A prospective domain name owner can eliminate or substantially reduce the risk that a domain name will infringe upon a protected trademark or service mark by performing proper due diligence. Domain name trademark infringement can occur if your domain name infringes upon a protected trademark that is being used in commerce. Since the information in this post is geared towards readers seeking to engage in commercial activities through the Internet, it is essential to avoid pitfalls before you purchase or register your desired domain. Most readers will be looking to acquire a domain name that either identifies your business (or some good or service you intend to sell) or at least relates to your product and/or service.
You should not register or purchase a domain name without first determining if the desired domain is identical or confusingly similar to an existing trademark or service mark. If your domain name is likely to cause consumer confusion in the market place, it may in fact infringe upon that mark.

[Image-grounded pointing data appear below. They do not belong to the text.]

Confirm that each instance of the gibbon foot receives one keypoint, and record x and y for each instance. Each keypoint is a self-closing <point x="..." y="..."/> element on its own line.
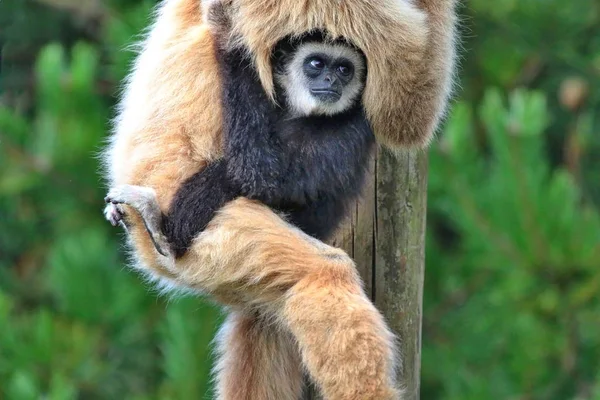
<point x="143" y="200"/>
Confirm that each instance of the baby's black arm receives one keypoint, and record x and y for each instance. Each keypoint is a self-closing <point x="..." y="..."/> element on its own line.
<point x="195" y="204"/>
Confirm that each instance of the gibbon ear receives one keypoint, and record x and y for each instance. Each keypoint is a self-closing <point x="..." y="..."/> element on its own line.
<point x="409" y="46"/>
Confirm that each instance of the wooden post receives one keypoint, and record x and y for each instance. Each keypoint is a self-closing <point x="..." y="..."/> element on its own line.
<point x="386" y="238"/>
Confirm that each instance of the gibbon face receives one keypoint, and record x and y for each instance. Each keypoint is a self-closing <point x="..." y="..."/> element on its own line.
<point x="320" y="78"/>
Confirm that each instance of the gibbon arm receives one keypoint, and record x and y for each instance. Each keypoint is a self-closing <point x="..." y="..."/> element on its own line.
<point x="268" y="169"/>
<point x="409" y="45"/>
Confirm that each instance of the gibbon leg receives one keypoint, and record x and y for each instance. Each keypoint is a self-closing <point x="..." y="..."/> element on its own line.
<point x="250" y="258"/>
<point x="343" y="339"/>
<point x="257" y="360"/>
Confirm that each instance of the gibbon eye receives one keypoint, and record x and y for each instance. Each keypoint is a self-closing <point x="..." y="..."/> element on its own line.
<point x="344" y="70"/>
<point x="317" y="63"/>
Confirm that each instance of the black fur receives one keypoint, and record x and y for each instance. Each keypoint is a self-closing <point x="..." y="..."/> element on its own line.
<point x="309" y="168"/>
<point x="195" y="204"/>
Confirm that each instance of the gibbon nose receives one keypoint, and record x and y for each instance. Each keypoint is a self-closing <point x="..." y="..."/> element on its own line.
<point x="330" y="78"/>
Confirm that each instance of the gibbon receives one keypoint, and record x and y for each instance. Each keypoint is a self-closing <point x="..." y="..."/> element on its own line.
<point x="295" y="303"/>
<point x="307" y="158"/>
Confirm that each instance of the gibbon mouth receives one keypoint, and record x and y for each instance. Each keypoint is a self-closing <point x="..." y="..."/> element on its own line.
<point x="330" y="95"/>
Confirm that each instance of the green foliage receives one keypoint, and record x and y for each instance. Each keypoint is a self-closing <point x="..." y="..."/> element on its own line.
<point x="512" y="306"/>
<point x="511" y="298"/>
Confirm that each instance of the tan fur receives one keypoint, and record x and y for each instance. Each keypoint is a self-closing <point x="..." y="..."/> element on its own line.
<point x="307" y="294"/>
<point x="256" y="356"/>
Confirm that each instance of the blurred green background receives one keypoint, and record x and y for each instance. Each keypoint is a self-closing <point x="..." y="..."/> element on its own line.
<point x="512" y="295"/>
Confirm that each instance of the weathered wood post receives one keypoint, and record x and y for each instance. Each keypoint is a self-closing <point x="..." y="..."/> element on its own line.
<point x="386" y="238"/>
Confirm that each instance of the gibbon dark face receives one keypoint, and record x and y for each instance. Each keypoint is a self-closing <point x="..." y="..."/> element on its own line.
<point x="319" y="78"/>
<point x="327" y="77"/>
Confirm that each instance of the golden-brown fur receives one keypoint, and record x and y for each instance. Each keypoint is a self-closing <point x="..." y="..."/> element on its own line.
<point x="294" y="298"/>
<point x="408" y="44"/>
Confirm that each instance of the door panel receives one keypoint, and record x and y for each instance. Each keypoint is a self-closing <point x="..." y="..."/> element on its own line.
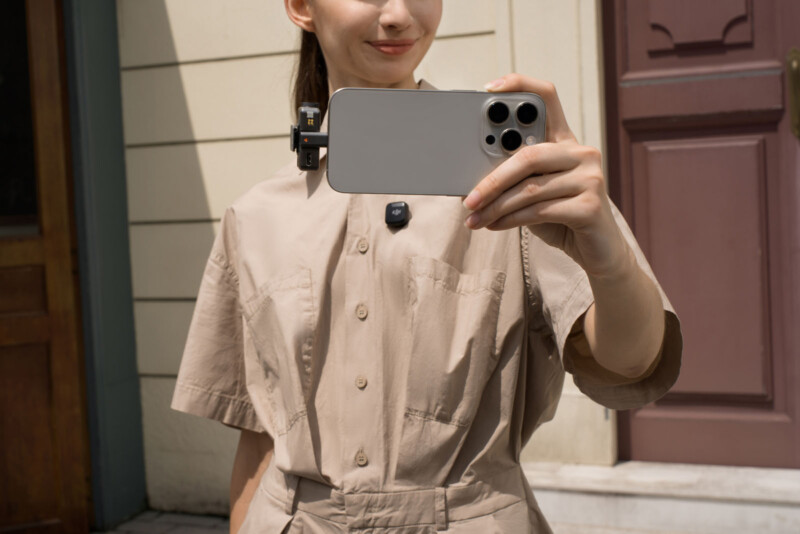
<point x="44" y="471"/>
<point x="702" y="163"/>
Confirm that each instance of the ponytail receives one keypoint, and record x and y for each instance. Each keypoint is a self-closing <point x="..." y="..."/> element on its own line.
<point x="311" y="80"/>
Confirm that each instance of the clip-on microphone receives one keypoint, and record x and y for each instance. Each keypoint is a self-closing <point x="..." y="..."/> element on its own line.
<point x="306" y="139"/>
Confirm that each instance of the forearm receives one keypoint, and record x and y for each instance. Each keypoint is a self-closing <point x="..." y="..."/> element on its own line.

For purposes of domain name protection, you will need to understand what constitutes a likelihood of consumer confusion. In essence, a likelihood of consumer confusion exists if use of a trademark in connection with the sale of a good (or use of service mark in connection with offering a service) constitutes infringement if it is likely to cause consumer confusion as to: i) the source of those goods; or ii) as to the sponsorship or approval of such goods.
You should perform the following steps before you acquire a domain name to determine if the name could potentially infringe upon another trademark or service mark:
Step 1: Conduct a search on several popular search engines (Google, Bing, etc.) to determine if the desired domain name is being used to identify a business or the name of that business’s goods or services. Review each result that looks like it could possibly contain your desired domain name used to identify a business name (trade name) or the name of its goods or services. If you do find a business that identifies itself or any of its goods or services with a name that is similar to your desired domain, proceed carefully.
Step 2: Perform a search at Whois.net to see if there are any domain names that are identical or similar to your desired domain name or that contain identical or similar text. If your search results in any matches, you should examine each web site and the “whois” record for each hit. If you find a trade name or any actual goods or services that use your desired domain name, I suggest looking for another domain.
Step 3: Perform a search of the United States Patent & Trademark Office (“USPTO”) database called the Trademark Electronic Search System (“TESS”). TESS contains all federally registered trademarks and Service marks, all dead or abandoned trademarks and Service marks (previously filed) and all pending applications for trademark registration.
However, you should also hire a trademark attorney, or at least a reputable search firm, to do a national trademark, service mark, trade name and/or domain name search for you. A good search by a capable attorney or search firm will do a comprehensive search and give you a written report of the results. If the search results show that there are any identical or similar trademarks, service marks, trade names or domain names, you should seriously consider eliminating the domain name and purchase another.
Although I am an attorney, I do not concentrate my practice in the area of trademarks or trade names. I have seen firsthand the value in retaining a highly qualified professional to perform a search and provide you with a comprehensive opinion and recommendation. So, you should skip steps 1-3 and let your trademark attorney do it. Keep in mind that the question of whether a domain name will infringe on another trademark requires knowledge and interpretation of trademark law. In many cases, a desired domain name will not infringe on another trademark or service mark even if you find an identical or similar marks after performing a search. Domain name trademark infringement depends upon the facts and circumstances surrounding each particular case, and this is certainly not clear and should not be interpreted by non-professionals.